Produce is being left in the field. Dairy farmers have nowhere to send their milk, and cattle ranchers are hit hard by plummeting beef prices. These are just some of the problems caused by the coronavirus happening in farm country.
A surge in demand for beef may have emptied grocery store meat aisles, but supply is not an issue. Despite a rise in retail prices, the American Farm Bureau Federation (AFBF) reports prices paid to ranchers have fallen 25%.
This comes during a week when cattle producers will watch the markets to see if retail beef demand will continue its slow decline as consumers’ freezers are now packed with meat. Yet, there’s a discussion on market manipulation in the industry and if there’s a need for an investigation.
We’ve all seen the bare beef aisle at the grocery store, but that heavy demand is slowing.
“We have been trying to restock people’s freezers,” says Arlan Suderman, chief economies economist of INTL FC Stone. “That is starting to slow down now.”
The industry knows that demand at the supermarket is slowing down, too. The evidence is found in the price of the average choice cutouts.
“It appears they’ve peaked now, and they’re going to be working their way down,” says Derrell Peel with Oklahoma State University Extension.
Retail beef demand remains very strong compared to previous months. It’s a problem some in the cattle industry are upset about when they see such a high retail demand while futures prices are low. Most live cattle contracts are trading under a buck.
“We ended up hitting decade contract lows,” says Casey Schuhmacher, a Chadron, Neb., cattle producer.
As of March 20, the daily choice box beef cutout was roughly $253, more than $45 higher compared to the previous Friday. A week later, that price was less than a dollar. Late last week, the choice cutout dropped significantly to between $230 and $235. The daily spot choice box beef cutout ended the week on Friday, April 3, at $230. It was roughly $22 lower. However, it’s not near as low as it was several weeks ago.
The packers get a big chunk of the spread instead of cow-calf producers and feed yard operators.
Some private companies estimate the margins of how much money packers are receiving. Michael Nepveux, an economist with AFBF looked at some of those private estimates.
“They were sitting around $521 per thousand pounds of steer [for part of last week],” says Nepveux. “As of February 16, they were sitting at $217.”
Nepveux says the beef retailers sale on a typical day is product the retailer planned sales around as many as three months before, but packers are still making big money.
“I think we’re highlighting some problems with the number of captive cattle in the market,” says Schuhmacher. “We’re really having a hard time closing that gap between boxed beef prices and live cattle [futures].”
It’s the second time in a year the cattle industry has seen a tumble in its market. Some companies, like Tyson, gave cattle sellers a premium for one week during March to help.
“We definitely hear a lot from our cattle producers [and] some frustrations, especially when the cash and futures markets are not acting in a similar manner,” says Nepveux. “Right now, that’s just historic cutout levels. Even with the backslide [last week], it’s still higher than what it was during the Tyson fire.”
Colin Woodall, CEO of the National Cattlemen’s Beef Association (NCBA), believes an investigation could be roped into the Tyson fire investigation, which is still open as well.
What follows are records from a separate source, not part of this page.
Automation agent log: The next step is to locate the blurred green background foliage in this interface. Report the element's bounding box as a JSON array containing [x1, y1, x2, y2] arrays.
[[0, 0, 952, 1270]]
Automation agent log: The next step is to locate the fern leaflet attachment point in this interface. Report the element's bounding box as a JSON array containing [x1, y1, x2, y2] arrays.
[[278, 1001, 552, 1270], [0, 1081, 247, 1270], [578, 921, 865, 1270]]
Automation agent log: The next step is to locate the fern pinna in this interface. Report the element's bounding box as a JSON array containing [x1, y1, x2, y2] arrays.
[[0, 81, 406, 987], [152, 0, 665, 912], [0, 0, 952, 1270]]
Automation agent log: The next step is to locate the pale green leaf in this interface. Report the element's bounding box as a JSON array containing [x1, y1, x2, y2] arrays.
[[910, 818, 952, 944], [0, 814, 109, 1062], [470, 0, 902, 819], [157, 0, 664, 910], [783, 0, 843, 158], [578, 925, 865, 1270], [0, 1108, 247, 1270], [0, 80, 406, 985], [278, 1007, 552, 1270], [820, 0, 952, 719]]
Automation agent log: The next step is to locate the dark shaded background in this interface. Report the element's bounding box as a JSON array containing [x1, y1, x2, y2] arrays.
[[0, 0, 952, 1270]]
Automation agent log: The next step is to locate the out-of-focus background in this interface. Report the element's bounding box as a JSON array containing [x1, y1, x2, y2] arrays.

Woodall says, “It’s been our experience that if we can fix it ourselves, it’s always much more palatable than any sort of government fix placed upon us. Does something need to give? Does something need to be fixed? Absolutely. We believe in that, but we really want to be able to do that on our own.”
As far as boxed beef margins, Woodall says NCBA contacted packers about the situation.
“We made phone calls directly to the packers, and we made very clear expectations to them that we wanted them to be aggressive in the market and aggressive in their bidding,” says Woodall. “Some bids were higher than what the futures prices were telling them they should have been bidding.”
Yet, there’s more to the situation. Some say the market did what it had to do during the COVID 19 pandemic.
Others say it’s not illegal for the packers to make more money, since they are a customer of the producer.
However, some in the industry say the feed yards that hedge, and recognize when to hedge, have had a chance for profits.
“You can take some market protection risks off the table to being hedged in the event the market goes from $1.25 to $.98 like it has,” says Narciso Perez, chief of cattle feeding operations with Zia Agricultural Consulting.
The situation is also complex when it comes to the CME Group. Some feel changes should be made to the CME live cattle futures markets in an effort to make sure futures stay closer to the cash price.
No matter the stance, the situation is sure to be watched by all facets of the industry as the year progresses.